I feel like most AI safety work today doesn’t engage sufficiently with the idea that social media recommenders are the central example of a misaligned AI: a reinforcement learner with a bad objective with some form of ~online learning (most recommenders do some sort of nightly batch weight update). we can align language models all we want, but if companies don’t care and proceed to deploy language models or anything else for the purpose of maximizing engagement and with an online learning system to match, none of this will matter. we need to be able to say to the world, “here is a type of machine we all can make that will reliably defend everyone against anyone who attempts to maximize something terrible”. anything less than a switchover to a cooperative dynamic as a result of reliable omnidirectional mutual defense seems like a near guaranteed failure due to the global interaction/conflict/trade network system’s incentives. you can’t just say oh, hooray, we solved some technical problem about doing what the boss wants. the boss wants to manipulate customers, and will themselves be a target of the system they’re asking to build, just like sundar pichai has to use self-discipline to avoid being addicted by the youtube recommender same as anyone else.

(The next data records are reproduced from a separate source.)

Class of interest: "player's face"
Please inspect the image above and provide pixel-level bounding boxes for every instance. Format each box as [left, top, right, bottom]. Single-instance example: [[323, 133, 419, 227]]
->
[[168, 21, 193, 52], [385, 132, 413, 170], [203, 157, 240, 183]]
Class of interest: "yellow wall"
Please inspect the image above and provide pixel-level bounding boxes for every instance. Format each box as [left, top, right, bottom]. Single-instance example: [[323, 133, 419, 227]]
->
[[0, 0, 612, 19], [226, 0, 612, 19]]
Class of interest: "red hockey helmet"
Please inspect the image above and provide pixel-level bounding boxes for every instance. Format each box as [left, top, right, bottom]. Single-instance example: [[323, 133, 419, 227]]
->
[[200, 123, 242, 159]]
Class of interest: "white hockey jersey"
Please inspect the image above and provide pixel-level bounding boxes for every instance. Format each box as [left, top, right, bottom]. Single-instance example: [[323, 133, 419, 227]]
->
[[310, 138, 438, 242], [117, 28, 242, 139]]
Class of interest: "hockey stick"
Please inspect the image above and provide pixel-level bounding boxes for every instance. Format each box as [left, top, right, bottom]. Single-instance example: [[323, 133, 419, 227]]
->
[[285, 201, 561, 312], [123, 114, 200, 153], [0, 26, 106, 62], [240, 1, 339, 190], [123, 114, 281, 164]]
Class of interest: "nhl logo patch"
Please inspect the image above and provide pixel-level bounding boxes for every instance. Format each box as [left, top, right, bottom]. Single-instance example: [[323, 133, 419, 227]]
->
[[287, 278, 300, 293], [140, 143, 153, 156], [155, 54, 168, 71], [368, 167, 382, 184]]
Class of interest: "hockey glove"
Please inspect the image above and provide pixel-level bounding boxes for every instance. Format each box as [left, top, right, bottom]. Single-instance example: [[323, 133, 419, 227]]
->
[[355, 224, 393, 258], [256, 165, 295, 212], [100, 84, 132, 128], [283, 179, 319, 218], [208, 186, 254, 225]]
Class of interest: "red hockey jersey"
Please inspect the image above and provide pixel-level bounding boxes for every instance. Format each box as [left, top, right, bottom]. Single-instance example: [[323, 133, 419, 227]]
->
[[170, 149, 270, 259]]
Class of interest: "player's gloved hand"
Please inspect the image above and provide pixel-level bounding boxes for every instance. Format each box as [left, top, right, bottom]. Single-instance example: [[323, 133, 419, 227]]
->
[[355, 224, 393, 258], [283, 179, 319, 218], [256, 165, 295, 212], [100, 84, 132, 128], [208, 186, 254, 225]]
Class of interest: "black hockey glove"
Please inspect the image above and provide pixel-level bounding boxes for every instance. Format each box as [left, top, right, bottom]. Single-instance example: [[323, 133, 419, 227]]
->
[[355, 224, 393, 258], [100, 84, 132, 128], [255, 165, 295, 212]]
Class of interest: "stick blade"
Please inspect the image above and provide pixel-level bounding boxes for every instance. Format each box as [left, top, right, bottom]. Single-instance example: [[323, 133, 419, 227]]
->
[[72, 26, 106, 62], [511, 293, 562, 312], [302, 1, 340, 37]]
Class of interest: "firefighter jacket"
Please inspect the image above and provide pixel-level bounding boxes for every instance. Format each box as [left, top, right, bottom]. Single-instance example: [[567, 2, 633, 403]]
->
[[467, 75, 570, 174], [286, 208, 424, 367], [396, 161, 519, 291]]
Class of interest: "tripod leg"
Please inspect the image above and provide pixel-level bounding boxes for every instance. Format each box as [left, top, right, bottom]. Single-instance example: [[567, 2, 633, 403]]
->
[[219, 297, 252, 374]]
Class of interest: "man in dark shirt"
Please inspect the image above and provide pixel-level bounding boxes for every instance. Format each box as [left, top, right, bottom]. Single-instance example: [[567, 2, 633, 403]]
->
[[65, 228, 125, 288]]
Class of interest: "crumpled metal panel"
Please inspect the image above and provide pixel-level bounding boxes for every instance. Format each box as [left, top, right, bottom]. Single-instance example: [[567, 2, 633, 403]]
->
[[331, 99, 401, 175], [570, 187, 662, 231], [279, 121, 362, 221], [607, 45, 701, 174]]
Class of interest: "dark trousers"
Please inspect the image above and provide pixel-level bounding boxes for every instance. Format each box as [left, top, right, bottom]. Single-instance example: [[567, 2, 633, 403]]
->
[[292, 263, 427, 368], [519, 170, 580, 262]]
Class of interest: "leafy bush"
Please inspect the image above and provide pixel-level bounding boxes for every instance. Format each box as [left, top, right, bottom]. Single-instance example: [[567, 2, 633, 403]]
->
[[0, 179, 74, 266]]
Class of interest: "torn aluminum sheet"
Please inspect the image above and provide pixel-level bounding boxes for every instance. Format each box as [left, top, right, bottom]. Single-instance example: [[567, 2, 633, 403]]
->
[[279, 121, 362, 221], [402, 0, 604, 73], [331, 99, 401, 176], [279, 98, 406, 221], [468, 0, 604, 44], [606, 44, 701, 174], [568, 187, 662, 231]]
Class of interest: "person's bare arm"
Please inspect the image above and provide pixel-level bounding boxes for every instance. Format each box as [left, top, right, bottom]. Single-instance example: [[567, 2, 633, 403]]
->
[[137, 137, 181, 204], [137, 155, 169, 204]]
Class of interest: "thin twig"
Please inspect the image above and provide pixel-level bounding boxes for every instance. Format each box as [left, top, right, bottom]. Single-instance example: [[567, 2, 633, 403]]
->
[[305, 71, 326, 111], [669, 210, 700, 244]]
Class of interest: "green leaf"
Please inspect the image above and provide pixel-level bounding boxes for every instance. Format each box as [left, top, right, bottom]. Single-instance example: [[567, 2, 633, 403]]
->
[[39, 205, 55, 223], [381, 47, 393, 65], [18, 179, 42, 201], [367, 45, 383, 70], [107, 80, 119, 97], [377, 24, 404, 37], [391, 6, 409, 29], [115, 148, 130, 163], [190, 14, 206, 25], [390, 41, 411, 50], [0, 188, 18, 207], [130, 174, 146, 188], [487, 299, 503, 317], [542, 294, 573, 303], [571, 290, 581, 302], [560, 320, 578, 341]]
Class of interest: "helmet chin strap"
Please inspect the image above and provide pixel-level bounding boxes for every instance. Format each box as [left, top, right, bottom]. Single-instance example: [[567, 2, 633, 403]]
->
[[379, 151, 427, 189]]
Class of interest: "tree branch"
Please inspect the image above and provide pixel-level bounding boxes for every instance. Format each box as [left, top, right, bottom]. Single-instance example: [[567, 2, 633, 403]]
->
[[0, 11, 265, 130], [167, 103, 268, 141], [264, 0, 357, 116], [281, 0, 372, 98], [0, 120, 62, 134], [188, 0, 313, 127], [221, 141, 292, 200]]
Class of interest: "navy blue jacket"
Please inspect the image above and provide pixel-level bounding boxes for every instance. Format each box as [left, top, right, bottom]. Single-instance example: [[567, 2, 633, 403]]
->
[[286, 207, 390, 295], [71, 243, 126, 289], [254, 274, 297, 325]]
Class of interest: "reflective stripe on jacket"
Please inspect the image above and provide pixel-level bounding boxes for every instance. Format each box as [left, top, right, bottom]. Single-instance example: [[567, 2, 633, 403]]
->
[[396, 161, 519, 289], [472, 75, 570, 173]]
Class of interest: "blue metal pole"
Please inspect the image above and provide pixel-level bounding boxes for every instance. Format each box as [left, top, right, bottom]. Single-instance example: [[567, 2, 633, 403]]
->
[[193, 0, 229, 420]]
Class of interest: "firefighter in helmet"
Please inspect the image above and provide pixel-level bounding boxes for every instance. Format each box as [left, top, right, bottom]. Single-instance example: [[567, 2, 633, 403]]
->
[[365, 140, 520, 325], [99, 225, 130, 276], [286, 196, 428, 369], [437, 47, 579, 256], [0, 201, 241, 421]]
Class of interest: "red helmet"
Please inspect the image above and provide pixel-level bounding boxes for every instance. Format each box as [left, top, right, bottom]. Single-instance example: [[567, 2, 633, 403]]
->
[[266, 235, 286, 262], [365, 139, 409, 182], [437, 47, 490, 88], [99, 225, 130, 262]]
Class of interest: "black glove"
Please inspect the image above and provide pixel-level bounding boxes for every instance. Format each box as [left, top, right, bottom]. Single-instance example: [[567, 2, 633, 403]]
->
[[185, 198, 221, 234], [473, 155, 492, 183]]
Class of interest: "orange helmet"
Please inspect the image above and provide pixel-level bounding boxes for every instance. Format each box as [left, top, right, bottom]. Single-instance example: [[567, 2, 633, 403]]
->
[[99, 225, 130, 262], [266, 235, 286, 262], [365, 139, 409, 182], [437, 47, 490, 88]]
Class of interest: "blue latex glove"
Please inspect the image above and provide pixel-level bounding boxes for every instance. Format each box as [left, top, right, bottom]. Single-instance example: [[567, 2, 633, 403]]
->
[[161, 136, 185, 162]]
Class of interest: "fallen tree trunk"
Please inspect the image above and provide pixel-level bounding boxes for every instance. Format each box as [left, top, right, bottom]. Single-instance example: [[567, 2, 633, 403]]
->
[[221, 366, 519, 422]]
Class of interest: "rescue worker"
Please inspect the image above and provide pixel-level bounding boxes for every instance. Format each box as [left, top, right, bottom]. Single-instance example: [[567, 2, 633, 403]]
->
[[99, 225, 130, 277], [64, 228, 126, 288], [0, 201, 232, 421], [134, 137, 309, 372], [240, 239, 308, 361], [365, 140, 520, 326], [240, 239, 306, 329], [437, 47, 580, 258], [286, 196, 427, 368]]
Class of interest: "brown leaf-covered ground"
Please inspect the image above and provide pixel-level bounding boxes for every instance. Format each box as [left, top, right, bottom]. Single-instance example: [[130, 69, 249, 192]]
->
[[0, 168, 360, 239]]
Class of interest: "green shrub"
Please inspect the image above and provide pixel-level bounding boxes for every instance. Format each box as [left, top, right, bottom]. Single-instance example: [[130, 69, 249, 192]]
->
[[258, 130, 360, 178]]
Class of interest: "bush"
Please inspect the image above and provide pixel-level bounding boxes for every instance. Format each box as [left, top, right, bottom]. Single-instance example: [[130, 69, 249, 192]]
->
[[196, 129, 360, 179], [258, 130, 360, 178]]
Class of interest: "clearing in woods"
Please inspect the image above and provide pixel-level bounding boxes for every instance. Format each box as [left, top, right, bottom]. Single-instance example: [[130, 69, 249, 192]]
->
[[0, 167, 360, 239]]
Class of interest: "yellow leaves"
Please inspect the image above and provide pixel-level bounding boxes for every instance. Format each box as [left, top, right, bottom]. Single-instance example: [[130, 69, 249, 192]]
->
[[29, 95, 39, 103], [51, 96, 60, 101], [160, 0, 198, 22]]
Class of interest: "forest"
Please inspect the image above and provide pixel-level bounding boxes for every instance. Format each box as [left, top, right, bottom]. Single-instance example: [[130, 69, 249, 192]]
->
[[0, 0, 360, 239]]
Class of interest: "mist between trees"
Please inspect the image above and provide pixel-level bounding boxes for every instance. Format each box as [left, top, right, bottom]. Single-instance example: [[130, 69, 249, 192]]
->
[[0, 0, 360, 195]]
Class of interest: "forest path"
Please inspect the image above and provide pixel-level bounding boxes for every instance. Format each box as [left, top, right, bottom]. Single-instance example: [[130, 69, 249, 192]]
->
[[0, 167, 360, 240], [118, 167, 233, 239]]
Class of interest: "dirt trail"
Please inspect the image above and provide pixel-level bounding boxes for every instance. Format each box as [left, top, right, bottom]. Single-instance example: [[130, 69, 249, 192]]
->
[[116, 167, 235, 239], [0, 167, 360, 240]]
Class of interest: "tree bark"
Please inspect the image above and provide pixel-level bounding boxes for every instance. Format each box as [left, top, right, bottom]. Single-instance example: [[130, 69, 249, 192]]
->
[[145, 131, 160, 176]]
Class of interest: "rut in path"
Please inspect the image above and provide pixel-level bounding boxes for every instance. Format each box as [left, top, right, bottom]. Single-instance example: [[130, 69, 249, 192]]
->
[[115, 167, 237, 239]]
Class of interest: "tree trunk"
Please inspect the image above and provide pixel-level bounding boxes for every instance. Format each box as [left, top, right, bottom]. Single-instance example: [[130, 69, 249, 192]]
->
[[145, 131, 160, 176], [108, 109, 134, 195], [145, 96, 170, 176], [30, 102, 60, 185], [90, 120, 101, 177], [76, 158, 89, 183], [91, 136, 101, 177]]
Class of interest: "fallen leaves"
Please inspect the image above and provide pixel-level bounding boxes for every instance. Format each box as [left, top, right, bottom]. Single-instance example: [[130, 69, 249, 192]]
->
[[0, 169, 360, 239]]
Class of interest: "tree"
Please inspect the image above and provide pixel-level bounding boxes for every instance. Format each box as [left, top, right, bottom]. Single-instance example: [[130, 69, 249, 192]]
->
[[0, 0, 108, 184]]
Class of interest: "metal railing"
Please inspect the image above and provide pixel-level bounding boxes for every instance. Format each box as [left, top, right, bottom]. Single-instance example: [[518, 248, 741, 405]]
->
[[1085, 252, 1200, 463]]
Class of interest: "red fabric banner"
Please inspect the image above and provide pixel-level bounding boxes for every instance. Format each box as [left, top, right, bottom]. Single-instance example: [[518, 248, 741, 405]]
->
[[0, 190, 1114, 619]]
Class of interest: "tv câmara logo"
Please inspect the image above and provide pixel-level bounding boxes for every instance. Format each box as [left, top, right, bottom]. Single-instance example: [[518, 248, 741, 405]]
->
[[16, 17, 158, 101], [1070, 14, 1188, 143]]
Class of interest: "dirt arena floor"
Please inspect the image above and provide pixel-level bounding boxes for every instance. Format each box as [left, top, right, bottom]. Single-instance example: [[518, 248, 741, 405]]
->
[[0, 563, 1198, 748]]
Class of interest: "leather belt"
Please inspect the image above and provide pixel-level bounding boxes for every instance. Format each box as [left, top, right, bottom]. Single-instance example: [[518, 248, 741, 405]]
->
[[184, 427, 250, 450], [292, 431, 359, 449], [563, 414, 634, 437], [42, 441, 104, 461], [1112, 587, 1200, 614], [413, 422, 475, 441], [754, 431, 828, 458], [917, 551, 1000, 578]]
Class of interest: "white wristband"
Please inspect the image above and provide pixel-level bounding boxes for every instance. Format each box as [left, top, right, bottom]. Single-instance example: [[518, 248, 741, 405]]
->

you can’t just say oh, hooray, we solved some technical problem about doing what the boss wants. the boss wants to manipulate customers, and will themselves be a target of the system they’re asking to build, just like sundar pichai has to use self-discipline to avoid being addicted by the youtube recommender same as anyone else.
Agreed. I wrote about this concern (or a very similar one) here. In general I think the AI safety community seems to be too focused on intent alignment and deception to the exclusion of other risks, and have complained about this a few times before. (Let me know if you think the example you raise is adequately covered by the existing items on that list, or should have its own bullet point, and if so how would you phrase it?)
It sounds like you’re describing Maloch here. I agree entirely, but I’d go much further than you and claim “Humans aren’t aligned with eachother or even themselves” (self-dicipline is a kind of tool against internal misalignment, no?). I also think that basically all suffering and issues in the world can be said to stem from a lack of balance, which is simply just optimization gone wrong (since said optimization is always for something insatiable, unlike things like hunger, in which the desire goes away once the need is met).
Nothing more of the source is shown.